According to data released by China’s National Bureau of Statistics, the nation’s consumer-price index (CPI) missed expectations of a 1.0% rise year-on-year and rose 0.8% on the year in January. This was down from a 1.5% annual increase in December.

In addition to CPI, producer prices also came in below forecasts for a 3.8% fall. PPI declined 4.3% in January year-on- year, to mark the sharpest drop since late 2009.

The weak data will increase rate-cut expectations by the People’s Bank of China (PBOC) and some analysts see a cut as early as in March. The risk of deflation will likely put more pressure on the central bank to inject more stimulus to boost the sluggish economy. China’s growth has been slowing down as the effects of an overall slowing global economy has had an impact.

China’s GDP cooled to 7.3% in the third quarter of 2014 from a year earlier, the weakest expansion since the global financial crisis, and Q4 GDP came in at a 7.3% pace as well. Meanwhile, Beijing is expected to lower its 2015 GDP target to around 7%, following a 7.4% growth rate in 2014.

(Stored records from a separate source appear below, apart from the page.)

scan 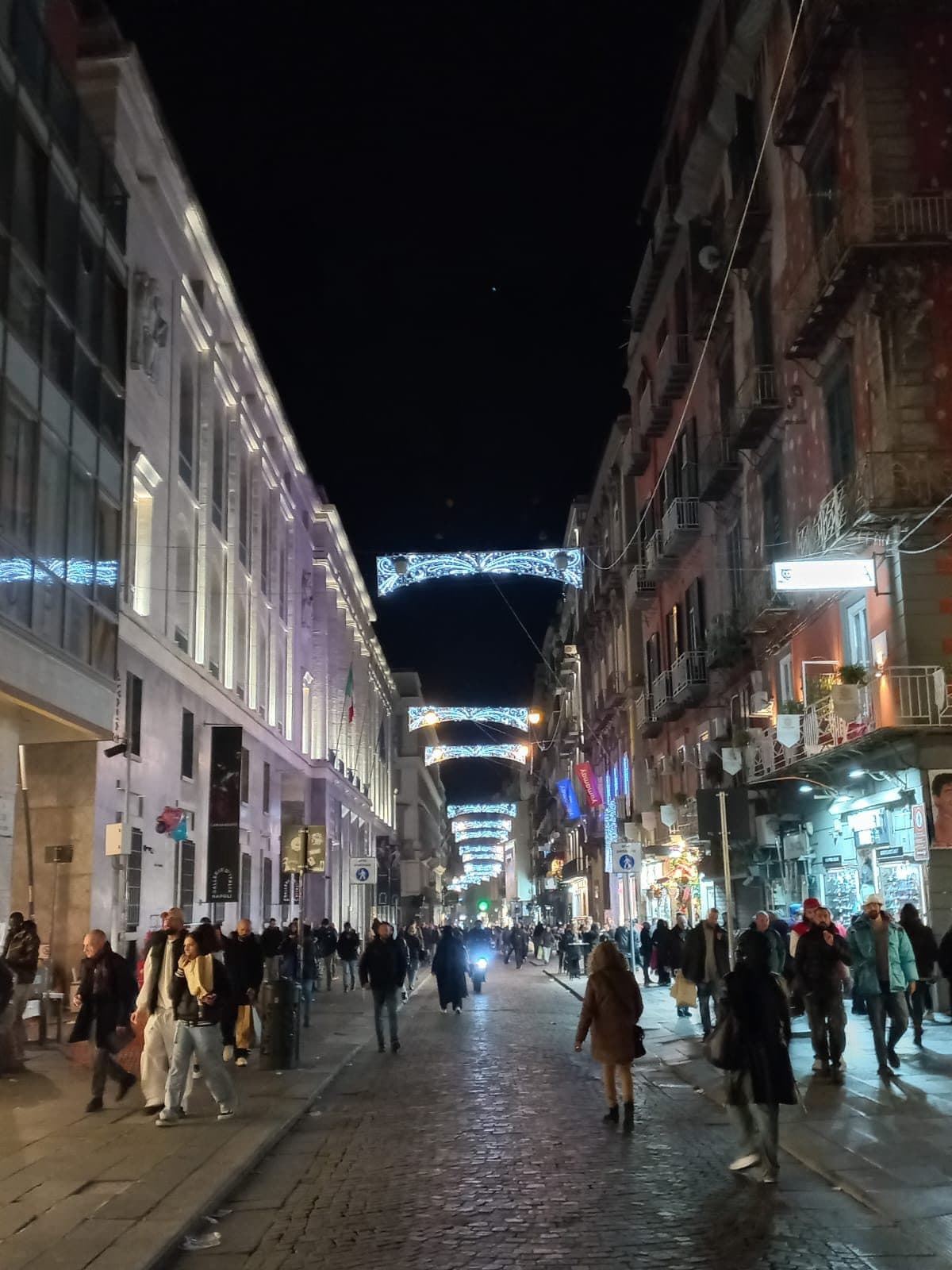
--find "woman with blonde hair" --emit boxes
[575,942,645,1133]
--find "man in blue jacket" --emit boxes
[848,895,919,1081]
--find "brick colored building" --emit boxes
[579,0,952,929]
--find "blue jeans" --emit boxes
[165,1020,235,1113]
[866,984,909,1067]
[373,988,397,1045]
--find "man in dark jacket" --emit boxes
[70,931,136,1111]
[222,917,264,1067]
[681,908,730,1040]
[793,908,853,1084]
[4,913,40,1063]
[360,922,408,1054]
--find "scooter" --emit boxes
[470,952,489,992]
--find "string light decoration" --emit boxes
[447,802,516,821]
[377,548,582,598]
[423,745,529,767]
[408,706,529,732]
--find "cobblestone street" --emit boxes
[167,961,942,1270]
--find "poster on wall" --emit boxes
[205,728,244,904]
[929,767,952,851]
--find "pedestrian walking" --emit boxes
[432,926,470,1014]
[899,904,939,1045]
[262,917,284,983]
[4,913,40,1064]
[338,922,360,992]
[639,922,654,988]
[793,908,853,1084]
[156,932,236,1129]
[681,908,730,1040]
[846,895,919,1081]
[404,921,423,993]
[711,931,797,1183]
[575,940,645,1133]
[221,917,264,1067]
[132,908,189,1115]
[313,917,338,992]
[360,922,408,1054]
[70,931,136,1111]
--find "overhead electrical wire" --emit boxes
[582,0,807,573]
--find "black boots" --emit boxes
[622,1103,635,1133]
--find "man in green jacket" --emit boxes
[848,895,919,1081]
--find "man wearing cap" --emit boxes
[848,895,919,1081]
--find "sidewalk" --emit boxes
[0,980,416,1270]
[546,970,952,1265]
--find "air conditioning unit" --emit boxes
[754,815,779,847]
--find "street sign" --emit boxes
[351,856,377,887]
[614,847,641,874]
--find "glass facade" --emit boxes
[0,0,127,677]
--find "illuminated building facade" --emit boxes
[0,0,129,959]
[578,0,952,929]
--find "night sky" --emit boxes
[112,0,696,796]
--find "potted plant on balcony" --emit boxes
[830,664,869,722]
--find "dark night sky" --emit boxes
[112,0,694,792]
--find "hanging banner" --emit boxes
[205,728,244,904]
[575,764,601,806]
[777,715,802,749]
[559,776,582,821]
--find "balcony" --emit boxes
[698,430,744,503]
[721,175,770,269]
[624,564,655,610]
[734,364,783,449]
[671,650,707,706]
[745,665,952,781]
[785,193,952,358]
[773,0,881,146]
[635,692,662,741]
[651,671,685,722]
[796,447,952,555]
[631,186,681,334]
[655,335,690,401]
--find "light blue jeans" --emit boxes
[163,1020,235,1115]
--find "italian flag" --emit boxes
[344,662,354,722]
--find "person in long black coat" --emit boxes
[70,931,137,1111]
[433,926,468,1014]
[717,931,797,1183]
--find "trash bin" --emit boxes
[262,978,301,1072]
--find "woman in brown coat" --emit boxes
[575,942,645,1133]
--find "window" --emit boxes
[846,599,869,665]
[241,747,251,802]
[125,675,142,758]
[182,710,195,781]
[125,828,142,931]
[212,398,226,535]
[827,364,855,485]
[262,853,274,922]
[239,851,251,918]
[0,385,36,548]
[175,838,195,926]
[179,357,197,489]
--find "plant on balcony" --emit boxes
[839,665,869,688]
[704,612,750,671]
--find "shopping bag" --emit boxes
[670,970,697,1010]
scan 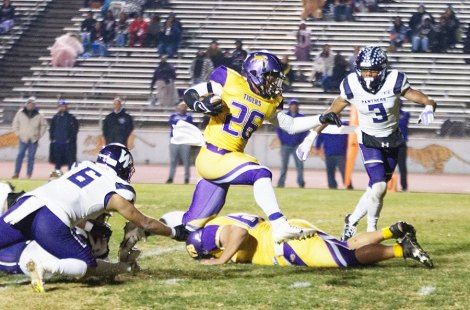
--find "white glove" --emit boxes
[295,130,318,161]
[418,105,434,126]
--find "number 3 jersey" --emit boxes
[204,66,282,152]
[26,161,135,227]
[201,213,358,268]
[340,70,410,137]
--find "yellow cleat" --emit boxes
[26,260,46,293]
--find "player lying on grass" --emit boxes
[181,213,433,268]
[0,214,139,292]
[0,143,187,292]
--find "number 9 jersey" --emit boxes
[26,161,135,227]
[204,66,283,152]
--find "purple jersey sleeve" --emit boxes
[201,225,220,251]
[209,66,227,86]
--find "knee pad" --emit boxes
[369,182,387,204]
[253,167,273,183]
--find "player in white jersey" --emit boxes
[0,213,135,288]
[300,46,436,241]
[0,144,186,291]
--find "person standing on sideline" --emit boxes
[304,46,437,241]
[398,102,410,192]
[12,97,47,179]
[276,99,308,188]
[315,114,352,189]
[103,97,134,146]
[166,101,193,184]
[49,99,79,175]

It was reported by China’s statistics agency that falling food, oil and metals prices are pushing inflation lower in China, a consequence of declining global commodity prices.

Meanwhile, weaker inflation means interest rates in real terms would increase. This would make debt more difficult to repay and this is a big issue in China where local companies are burdened with huge liabilities after the 2008 global economic crisis. In order to avoid a tightening of credit conditions, the PBOC will likely cut its benchmark rate soon. Some analysts predict a cut by 25 basis points.

Chinese shares closed the day higher on the prospect of further monetary stimulus.